SAINT IGNACE D’ANTIOCHE – 17 Octobre (m)
16 octobre, 2018La Légende dorée du Bienheureux Jacques de Voragine nouvellement traduite en français avec introduction, notices, notes et recherches sur les sources par l’abbé J.-B. M. Roze, chanoine honoraire de la Cathédrale d’Amiens, Édouard Rouveyre, éditeur, 76, rue de Seine, 76, Paris mdccccii
SAINT IGNACE
Ignace est ainsi nommé, de ignem patiens, c’est-à-dire qu’il a enduré le feu de l’Amour Divin.
Saint Ignace fut disciple de Saint Jean et Évêque d’Antioche. On dit qu’il adressa à la Sainte Vierge une lettre conçue en ces termes:
« A Marie Porte-Christ, Ignace son dévoué.

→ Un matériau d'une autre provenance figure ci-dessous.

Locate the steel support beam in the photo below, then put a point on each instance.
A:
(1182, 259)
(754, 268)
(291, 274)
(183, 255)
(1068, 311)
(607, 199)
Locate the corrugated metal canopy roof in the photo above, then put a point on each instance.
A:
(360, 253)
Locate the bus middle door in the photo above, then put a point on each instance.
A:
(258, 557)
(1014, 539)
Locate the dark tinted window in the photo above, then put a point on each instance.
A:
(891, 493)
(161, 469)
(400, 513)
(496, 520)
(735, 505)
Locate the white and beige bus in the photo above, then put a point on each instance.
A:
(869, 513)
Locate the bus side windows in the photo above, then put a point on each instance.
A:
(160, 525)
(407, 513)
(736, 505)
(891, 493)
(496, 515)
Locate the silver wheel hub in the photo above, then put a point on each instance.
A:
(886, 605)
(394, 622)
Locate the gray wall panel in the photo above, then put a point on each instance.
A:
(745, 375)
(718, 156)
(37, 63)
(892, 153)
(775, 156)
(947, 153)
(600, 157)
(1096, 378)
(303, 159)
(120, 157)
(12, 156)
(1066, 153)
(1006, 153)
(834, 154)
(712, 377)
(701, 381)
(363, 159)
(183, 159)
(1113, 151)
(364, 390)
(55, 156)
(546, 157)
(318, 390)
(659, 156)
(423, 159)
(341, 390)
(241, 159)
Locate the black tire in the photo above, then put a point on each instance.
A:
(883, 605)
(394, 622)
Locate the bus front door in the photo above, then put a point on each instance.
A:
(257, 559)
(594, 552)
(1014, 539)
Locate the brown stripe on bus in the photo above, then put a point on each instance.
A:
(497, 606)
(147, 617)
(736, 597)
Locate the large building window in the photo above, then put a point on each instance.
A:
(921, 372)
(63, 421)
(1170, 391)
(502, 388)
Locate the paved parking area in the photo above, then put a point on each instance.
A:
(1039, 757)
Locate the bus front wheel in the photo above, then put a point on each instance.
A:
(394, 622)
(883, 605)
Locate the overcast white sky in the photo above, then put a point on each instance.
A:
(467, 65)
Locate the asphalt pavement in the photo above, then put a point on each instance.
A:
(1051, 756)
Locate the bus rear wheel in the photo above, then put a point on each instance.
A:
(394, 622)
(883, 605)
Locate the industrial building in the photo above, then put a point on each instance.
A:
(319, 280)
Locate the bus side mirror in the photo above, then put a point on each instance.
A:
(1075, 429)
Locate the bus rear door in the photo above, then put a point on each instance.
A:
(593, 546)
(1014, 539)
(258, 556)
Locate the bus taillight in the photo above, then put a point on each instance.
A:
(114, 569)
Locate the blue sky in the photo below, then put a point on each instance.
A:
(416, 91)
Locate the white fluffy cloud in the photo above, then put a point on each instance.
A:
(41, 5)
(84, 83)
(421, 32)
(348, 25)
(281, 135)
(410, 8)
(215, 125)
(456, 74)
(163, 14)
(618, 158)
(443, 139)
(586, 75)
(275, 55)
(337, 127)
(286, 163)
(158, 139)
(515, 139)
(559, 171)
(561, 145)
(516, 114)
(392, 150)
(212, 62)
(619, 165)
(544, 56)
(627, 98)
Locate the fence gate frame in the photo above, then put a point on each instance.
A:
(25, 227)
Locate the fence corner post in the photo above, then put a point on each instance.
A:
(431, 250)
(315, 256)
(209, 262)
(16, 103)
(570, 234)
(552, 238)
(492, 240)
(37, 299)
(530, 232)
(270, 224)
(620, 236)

Vous avez dû fortifier et consoler en moi le néophyte et le disciple de votre Jean. J’ai appris en effet de votre Jésus des choses admirables à dire, et j’ai été stupéfait en les entendant.
Or, j’attends de vous, qui avez toujours été unie d’amitié avec lui, et qui étiez de tous ses secrets, que vous m’assuriez la vérité de tout ce que j’ai entendu. »
Une autre leçon ajoute ce qui suit: « Je vous ai déjà écrit plusieurs fois, et vous ai demandé des explications.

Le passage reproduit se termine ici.